17. 信じあえる人間関係−“あなたを大切にしたい”という言い方(『「やさしさ」と「冷たさ」の心理』)

『「やさしさ」と「冷たさ」の心理』より

自己実現的関係において大切なのは、「私はあなたをこんなに好きだ」ということより、「私はあなたを大切にしたい」ということではなかろうか。「私はあなたを大切にしたい」という言い方には、ナルシストのにおいがない。これは受け身ではなく能動である。

自分を大切にしない人間は、相手を大切にできない。

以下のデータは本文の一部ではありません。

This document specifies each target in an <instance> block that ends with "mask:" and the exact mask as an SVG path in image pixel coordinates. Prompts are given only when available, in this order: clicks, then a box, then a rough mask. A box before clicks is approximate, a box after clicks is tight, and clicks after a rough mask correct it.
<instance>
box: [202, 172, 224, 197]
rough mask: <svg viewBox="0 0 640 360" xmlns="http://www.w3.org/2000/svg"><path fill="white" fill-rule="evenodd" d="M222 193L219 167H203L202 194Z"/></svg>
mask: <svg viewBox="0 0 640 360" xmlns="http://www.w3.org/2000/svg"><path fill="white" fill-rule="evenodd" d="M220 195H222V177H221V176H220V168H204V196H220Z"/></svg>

従って、自己実現的人間も相手に「私を大切にして」ということは、要求として出るであろう。

「私はこんなにあなたを好きだ」「私はこんなに犠牲を払った」という言い方で、相手の愛を要求するのはナルシストである。しかし「私はあなたを大切にしたい」「私を大切にして」という言い方は、幼児性を脱け出した大人の言い方ではないかという気がする。

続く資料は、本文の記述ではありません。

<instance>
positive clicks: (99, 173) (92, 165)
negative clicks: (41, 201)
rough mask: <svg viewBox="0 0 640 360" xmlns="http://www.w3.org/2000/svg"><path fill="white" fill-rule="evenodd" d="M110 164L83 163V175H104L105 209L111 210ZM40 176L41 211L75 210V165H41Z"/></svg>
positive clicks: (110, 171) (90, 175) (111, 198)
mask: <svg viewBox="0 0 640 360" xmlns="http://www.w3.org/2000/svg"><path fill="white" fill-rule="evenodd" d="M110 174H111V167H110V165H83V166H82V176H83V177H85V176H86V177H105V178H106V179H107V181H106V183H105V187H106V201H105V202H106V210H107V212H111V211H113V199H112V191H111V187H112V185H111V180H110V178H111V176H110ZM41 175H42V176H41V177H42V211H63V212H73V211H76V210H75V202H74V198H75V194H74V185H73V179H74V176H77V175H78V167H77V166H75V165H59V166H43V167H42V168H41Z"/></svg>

このような言い方ができるとすれば、お互いに相手を信じ、信頼することができるに違いない。友情であれ、恋愛であれ、自分のなかに自然に湧いてくる感情に身をまかせても、何も悪いことが起きない、と思えることが安心感であろう。自然の感情に身をまかせても何も危険なことはない、そう感じられてこそ、心と心の結びついた信頼の人間関係と言えるのではないだろうか。

そして、そうした安心感の上に、人間は自分のなかにひそむ能力を十分に開花させることができるのである。